ABSTRACT To determine the incidence, risk factor, and outcomes of elevated intraocular pressure (IOP) during active microbial keratitis.
Retrospective cohort study.
One hundred eighty-four patients with culture-proven microbial keratitis examined from January 2003 through December 2007 were included. High IOP was defined as IOP of 22 mm Hg or higher measured during the episode of active keratitis. The control group consisted of eyes with microbial keratitis whose IOP remained less than 22 mm Hg. Twelve factors were evaluated by univariate and multivariate analyses to determine whether any were associated with increased IOP. The incidence, risk factors, microbial profile, the necessity of therapeutic surgery, time to resolution, and final visual acuity were compared between the high IOP group and the control group.

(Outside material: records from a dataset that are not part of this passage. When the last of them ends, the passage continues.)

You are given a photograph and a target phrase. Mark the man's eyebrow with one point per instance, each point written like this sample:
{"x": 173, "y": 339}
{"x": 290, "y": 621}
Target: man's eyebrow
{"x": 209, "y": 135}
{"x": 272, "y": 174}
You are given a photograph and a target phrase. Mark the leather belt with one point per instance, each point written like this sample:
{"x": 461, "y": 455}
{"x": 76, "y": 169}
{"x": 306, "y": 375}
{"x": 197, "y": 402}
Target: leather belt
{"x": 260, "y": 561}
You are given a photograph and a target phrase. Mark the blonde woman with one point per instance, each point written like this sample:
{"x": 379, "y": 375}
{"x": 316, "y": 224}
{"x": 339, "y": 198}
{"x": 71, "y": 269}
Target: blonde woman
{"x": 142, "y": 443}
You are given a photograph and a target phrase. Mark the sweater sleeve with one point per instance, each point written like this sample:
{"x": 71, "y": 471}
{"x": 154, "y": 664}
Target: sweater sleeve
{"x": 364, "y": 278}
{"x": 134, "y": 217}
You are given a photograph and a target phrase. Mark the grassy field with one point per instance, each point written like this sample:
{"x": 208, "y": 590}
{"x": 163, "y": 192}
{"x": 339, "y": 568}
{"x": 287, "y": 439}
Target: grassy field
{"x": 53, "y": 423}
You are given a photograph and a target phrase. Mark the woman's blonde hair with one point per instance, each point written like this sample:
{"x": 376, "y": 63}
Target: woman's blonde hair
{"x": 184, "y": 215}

High IOP (mean, 29.1 mm Hg; range, 22 to 51 mm Hg) occurred in 52 (28%) of 184 patients with active corneal infection. Prior ocular surgery, diabetes mellitus, and ulcer size of 4.0 mm or larger were associated with IOP elevation (P ≤ .013). Surgical interventions were necessary in 19 (39%) of 49 patients in the high IOP group and in 14 (11%) of 129 patients in the control group (P < .0001). Time to ulcer resolution was longer in the high IOP group (mean, 50.1 ± 53.2 days) than in the control (mean, 31.6 ± 42.0 days; P = .005). Final visual acuity of 20/40 or better was achieved by more patients in the control group (47%) than in the high IOP group (20%; P < .001).
Elevated IOP was detected in a significant proportion of patients with active microbial keratitis and was associated with poorer outcomes. Routine IOP check should be performed to avoid possible optic nerve damage.